2016. Quattro anni dopo, escono i due singoli che anticipano il loro terzo album, iii: Heart Is Full, e Genghis Khan – se non avete ascoltato l’ultimo, fatelo ora. Lo canterete fino allo sfinimento, ascoltandolo dalle ventordici alle millemila volte (e guarderete il video altrettante volte. C’è quella punta di follia che gli estimatori del trio hanno imparato ad apprezzare). A quel punto pensi “questa volta è la volta buona, con due singoli del genere, chissà come sarà l’album”. Perché i singoli, soprattutto se di un certo spessore, ti creano un’aspettativa che poche volte viene soddisfatta. E questa non è una di quelle volte.
Se i singoli citati sopra ti hanno caricato e sparato in aria, iii ti riporta a terra, deluso. Un po’ come i vassoi giganti di pasticcini che ti portano i parenti ai pranzi di famiglia – quelli terroni, eh: quando sono lì, avvolti da quella carta opaca che fa viaggiare l’immaginazione (e lo stomaco), spesso tenuta insieme da un bel fiocco, li immagini pieni di bomboloni, di pasticcini al mascarpone o al cioccolato; poi li apri e ti trovi davanti un fottio di cestini di frutta. Io odio di cestini di pastafrolla con la frutta (e non ci provate nemmeno a dire che sono “dolci”, vi prendo a badilate sui denti). E lì è tutto un “no grazie, davvero non mi va, è che ho mangiato tanto, non è il caso”. Stronzi.
Ecco, l’ultimo album dei Miike Snow è un vassoio pieno di cestini di pastafrolla alla frutta: dopo aver visto carta e fiocco, carico di aspettative, lo apri e ci rimani male. Non c’è una canzone che vada d’accordo con l’altra, come se fossero di famiglie diverse. Le restanti 9 tracce sono lontanissime dai due singoli che hanno anticipato l’album, facendocelo vedere per quello che è, potenza senza atto. È un vorrei ma non posso, alla base c’è la stessa bravura, forse qualche accenno della ricercatezza sonora dei tempi d’esordio, ma sono assenti sia evoluzioni che involuzioni – anzi, forse un’involuzione c’è.
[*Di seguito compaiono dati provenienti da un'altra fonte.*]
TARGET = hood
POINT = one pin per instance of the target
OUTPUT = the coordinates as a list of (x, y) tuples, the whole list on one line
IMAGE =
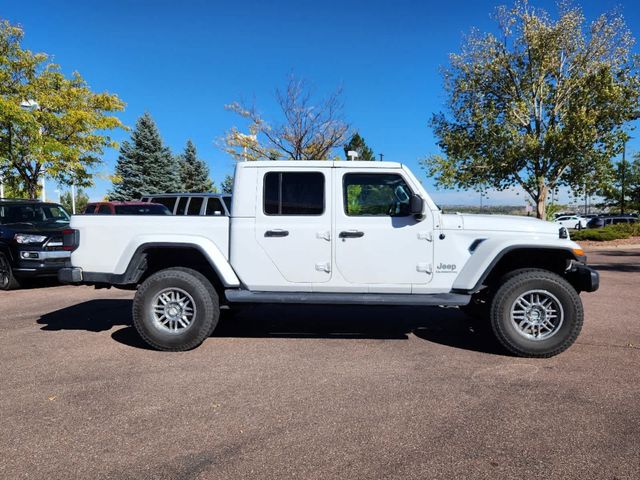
[(500, 223)]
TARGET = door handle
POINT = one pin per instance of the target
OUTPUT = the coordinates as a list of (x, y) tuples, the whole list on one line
[(351, 234), (276, 233)]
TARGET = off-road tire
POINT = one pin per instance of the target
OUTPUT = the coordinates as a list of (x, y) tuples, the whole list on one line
[(8, 281), (205, 319), (519, 282)]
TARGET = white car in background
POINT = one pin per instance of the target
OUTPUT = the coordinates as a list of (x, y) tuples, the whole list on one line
[(572, 221)]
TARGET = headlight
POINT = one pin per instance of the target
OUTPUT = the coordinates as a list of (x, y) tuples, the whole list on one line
[(26, 238)]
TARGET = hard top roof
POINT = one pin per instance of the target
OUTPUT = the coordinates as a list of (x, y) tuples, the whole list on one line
[(319, 164)]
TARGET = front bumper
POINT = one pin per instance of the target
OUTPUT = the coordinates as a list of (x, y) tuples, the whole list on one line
[(584, 279), (32, 263)]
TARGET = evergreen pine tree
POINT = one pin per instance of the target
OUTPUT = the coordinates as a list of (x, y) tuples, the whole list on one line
[(358, 144), (194, 173), (145, 165)]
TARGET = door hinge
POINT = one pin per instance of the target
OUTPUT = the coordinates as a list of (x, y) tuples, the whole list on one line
[(324, 235), (424, 267), (323, 267)]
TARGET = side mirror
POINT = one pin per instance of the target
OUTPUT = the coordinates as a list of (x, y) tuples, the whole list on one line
[(416, 205)]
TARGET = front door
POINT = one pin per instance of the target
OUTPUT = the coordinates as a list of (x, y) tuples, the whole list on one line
[(293, 226), (378, 242)]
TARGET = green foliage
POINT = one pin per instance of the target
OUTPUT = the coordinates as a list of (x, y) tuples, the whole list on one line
[(82, 199), (49, 124), (358, 144), (541, 106), (626, 177), (145, 165), (552, 209), (227, 184), (194, 173), (611, 232)]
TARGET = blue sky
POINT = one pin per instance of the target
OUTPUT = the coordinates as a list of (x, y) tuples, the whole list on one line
[(183, 61)]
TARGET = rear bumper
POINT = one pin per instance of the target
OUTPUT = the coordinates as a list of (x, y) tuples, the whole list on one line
[(584, 279), (70, 275)]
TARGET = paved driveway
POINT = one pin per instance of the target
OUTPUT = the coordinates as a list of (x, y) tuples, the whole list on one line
[(294, 392)]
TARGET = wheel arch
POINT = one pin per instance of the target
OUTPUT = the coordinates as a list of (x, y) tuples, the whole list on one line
[(151, 257), (556, 259)]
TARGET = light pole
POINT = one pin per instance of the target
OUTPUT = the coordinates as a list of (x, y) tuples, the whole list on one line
[(73, 198), (32, 105), (622, 175)]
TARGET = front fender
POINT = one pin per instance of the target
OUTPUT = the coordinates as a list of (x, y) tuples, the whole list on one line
[(489, 252)]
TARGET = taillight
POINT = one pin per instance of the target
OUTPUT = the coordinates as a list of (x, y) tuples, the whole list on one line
[(70, 239)]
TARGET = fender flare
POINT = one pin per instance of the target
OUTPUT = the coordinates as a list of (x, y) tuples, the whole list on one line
[(461, 286), (136, 263)]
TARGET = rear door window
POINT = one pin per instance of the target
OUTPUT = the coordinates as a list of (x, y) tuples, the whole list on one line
[(293, 193), (182, 205), (169, 202), (194, 206), (214, 207)]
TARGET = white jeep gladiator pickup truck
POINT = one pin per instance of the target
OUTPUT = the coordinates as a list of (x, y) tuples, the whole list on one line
[(318, 232)]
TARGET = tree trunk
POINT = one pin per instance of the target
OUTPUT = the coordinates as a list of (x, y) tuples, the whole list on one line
[(31, 186), (541, 201)]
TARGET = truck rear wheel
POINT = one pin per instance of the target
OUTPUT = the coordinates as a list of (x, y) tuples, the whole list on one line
[(536, 313), (175, 309)]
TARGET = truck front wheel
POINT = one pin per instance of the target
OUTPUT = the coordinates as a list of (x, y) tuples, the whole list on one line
[(536, 313), (175, 309), (7, 280)]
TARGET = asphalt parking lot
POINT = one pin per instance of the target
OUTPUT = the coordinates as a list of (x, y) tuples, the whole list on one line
[(294, 392)]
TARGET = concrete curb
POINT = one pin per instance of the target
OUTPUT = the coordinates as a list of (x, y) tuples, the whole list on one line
[(595, 248)]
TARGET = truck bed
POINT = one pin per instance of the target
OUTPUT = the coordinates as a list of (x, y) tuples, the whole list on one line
[(108, 240)]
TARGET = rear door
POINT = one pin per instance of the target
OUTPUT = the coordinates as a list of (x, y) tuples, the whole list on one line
[(293, 222)]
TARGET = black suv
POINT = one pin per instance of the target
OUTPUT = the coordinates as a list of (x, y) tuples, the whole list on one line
[(31, 240)]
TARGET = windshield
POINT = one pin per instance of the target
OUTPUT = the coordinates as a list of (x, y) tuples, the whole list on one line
[(33, 214)]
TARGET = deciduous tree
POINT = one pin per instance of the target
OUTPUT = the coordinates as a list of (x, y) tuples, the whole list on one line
[(307, 129), (623, 193), (227, 184), (49, 124), (543, 104)]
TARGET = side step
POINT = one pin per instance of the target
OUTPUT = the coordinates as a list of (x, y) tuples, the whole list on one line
[(318, 298)]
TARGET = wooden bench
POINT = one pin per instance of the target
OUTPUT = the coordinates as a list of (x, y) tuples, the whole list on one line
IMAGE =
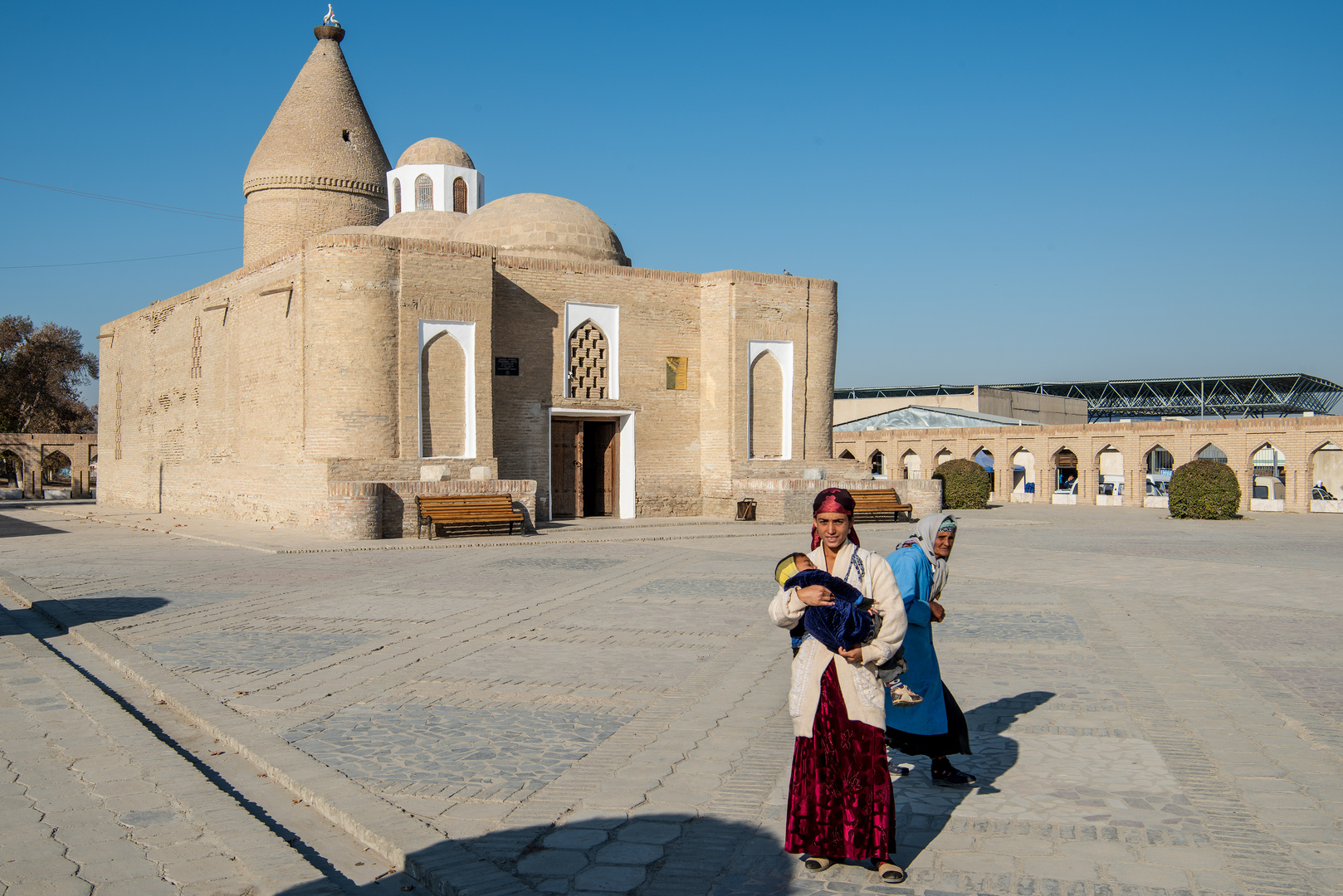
[(465, 511), (880, 505)]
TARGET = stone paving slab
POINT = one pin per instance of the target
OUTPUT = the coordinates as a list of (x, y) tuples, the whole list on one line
[(93, 802), (1150, 700)]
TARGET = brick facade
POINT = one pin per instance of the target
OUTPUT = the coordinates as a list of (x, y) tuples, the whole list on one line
[(252, 395)]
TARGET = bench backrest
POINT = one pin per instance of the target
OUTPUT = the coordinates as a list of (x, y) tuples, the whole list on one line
[(464, 501), (875, 496)]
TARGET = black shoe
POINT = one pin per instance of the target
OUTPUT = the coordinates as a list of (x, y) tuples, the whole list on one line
[(952, 777)]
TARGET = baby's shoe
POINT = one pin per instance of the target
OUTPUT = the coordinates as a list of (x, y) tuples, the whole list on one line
[(901, 694)]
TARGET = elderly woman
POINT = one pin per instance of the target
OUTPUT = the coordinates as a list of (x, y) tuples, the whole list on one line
[(935, 727), (840, 801)]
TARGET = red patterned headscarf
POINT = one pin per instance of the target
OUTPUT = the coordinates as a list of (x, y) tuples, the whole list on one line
[(833, 501)]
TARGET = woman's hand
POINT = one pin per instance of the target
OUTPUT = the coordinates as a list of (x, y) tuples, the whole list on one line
[(817, 596), (853, 655)]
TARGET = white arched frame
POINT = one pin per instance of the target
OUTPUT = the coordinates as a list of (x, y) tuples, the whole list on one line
[(465, 334), (784, 353)]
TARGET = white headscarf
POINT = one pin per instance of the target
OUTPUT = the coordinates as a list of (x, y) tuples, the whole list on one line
[(924, 536)]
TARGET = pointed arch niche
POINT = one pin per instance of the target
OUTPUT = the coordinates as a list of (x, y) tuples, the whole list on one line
[(606, 320), (1327, 479), (447, 388), (769, 401)]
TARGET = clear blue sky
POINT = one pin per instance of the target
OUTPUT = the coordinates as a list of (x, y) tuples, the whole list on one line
[(1008, 191)]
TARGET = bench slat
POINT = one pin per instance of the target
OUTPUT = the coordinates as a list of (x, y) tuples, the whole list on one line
[(880, 504), (465, 509)]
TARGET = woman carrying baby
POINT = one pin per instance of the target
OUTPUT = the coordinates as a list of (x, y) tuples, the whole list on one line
[(840, 801)]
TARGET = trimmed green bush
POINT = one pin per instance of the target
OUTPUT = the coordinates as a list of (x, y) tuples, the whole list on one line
[(965, 485), (1205, 490)]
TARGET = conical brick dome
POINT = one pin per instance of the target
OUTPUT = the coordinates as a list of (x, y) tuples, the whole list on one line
[(320, 164)]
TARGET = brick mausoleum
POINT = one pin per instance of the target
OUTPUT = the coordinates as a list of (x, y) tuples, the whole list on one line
[(391, 334)]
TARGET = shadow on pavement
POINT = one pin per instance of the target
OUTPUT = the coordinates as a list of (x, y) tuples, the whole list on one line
[(104, 609), (994, 755), (12, 528), (654, 855)]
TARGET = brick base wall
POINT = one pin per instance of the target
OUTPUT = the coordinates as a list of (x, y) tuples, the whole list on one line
[(354, 509)]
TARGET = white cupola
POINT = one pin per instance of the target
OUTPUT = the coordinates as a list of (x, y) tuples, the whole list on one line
[(434, 175)]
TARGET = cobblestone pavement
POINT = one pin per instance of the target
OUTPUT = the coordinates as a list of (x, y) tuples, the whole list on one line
[(1154, 704)]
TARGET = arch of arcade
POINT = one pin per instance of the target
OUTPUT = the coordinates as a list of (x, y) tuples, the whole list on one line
[(1307, 450)]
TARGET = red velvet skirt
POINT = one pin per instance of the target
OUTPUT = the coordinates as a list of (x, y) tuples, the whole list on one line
[(840, 800)]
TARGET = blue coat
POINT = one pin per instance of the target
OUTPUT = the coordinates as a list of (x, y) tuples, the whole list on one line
[(914, 579)]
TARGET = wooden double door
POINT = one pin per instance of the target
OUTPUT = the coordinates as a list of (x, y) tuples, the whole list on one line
[(584, 468)]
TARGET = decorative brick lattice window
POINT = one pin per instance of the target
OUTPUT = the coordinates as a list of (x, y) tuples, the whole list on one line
[(678, 373), (195, 349), (115, 430), (423, 193), (588, 360), (460, 195)]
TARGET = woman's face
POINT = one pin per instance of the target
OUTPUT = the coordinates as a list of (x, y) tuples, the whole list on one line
[(833, 529)]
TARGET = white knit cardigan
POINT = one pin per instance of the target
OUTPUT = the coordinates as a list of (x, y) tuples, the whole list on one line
[(862, 694)]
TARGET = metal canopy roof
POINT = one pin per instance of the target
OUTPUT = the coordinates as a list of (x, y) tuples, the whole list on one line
[(1262, 395)]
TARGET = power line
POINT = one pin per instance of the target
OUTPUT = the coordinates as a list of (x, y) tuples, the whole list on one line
[(120, 261), (126, 202)]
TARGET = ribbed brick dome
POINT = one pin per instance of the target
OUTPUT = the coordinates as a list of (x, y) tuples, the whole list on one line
[(436, 151), (545, 227)]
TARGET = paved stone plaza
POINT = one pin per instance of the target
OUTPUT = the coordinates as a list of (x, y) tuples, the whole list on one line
[(1154, 704)]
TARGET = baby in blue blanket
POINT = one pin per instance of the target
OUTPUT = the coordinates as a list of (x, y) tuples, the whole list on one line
[(847, 624)]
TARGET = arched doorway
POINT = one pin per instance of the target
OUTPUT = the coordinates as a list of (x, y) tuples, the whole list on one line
[(1327, 479), (984, 458), (1268, 477), (11, 473), (423, 193), (442, 398), (1212, 453), (877, 464), (1110, 485), (1065, 477), (1158, 465), (56, 475), (767, 407), (911, 465), (1023, 476), (460, 195)]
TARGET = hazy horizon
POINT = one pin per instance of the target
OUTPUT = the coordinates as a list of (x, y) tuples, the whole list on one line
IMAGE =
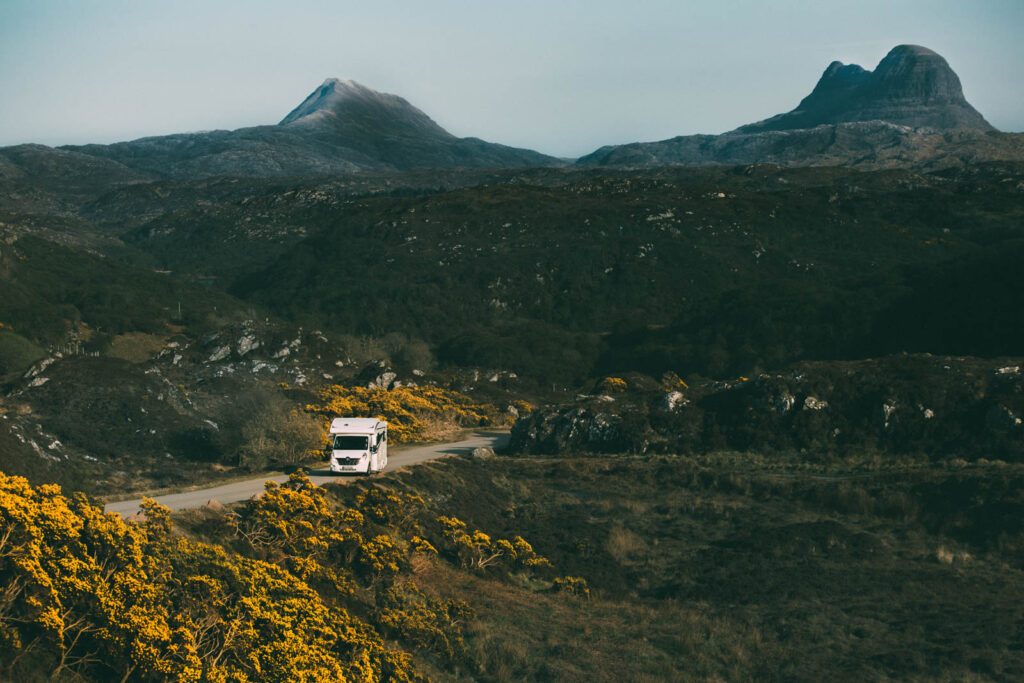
[(561, 80)]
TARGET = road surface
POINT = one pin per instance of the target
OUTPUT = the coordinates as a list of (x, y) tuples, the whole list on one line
[(240, 491)]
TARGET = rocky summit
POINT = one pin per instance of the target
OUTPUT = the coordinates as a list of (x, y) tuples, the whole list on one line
[(340, 127), (908, 113), (911, 86)]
Sono in un limbo. Sono tutti e tre davanti allo specchio e stentano a riconoscersi.
Se – oltre ai singoli che hanno anticipato l’album – pochissime tracce ci ridanno la speranza (My Trigger, Over And Over), lasciandoci intravedere la scintilla miikesnowiana, e alcune ci lasciano a piedi davanti a una fermata dell’autobus con dei ragazzi che fanno breakdance su un tappeto di cartone pressato (Back Of The Car è uscita direttamente dall’hip hop anni ’90), ce n’è una che giuro non riesco a collocare in un tempo e spazio adatti: For U, un featuring con Charli XCX.
CHARLI XCX, quella che cantava boomclapnanananana (l’ho googlata, confesso, non sapevo che fosse lei il genio dietro cotanta bellezza). Ora, di grazia, un pezzo del genere, in un album degli Snow, ma come cazzo ci finisce? Se premete play vi sembra di avere davanti una vagonata di teenager che si fanno selfie e si ubriacano con un cocktail analcolico per dimenticare il loro unico amore, quello della quinta elementare.
Fate un favore a voi stessi, non scartate il vassoio. Per questa volta è meglio rimanere seduti a fissare la carta opaca e il bel fiocco rosso.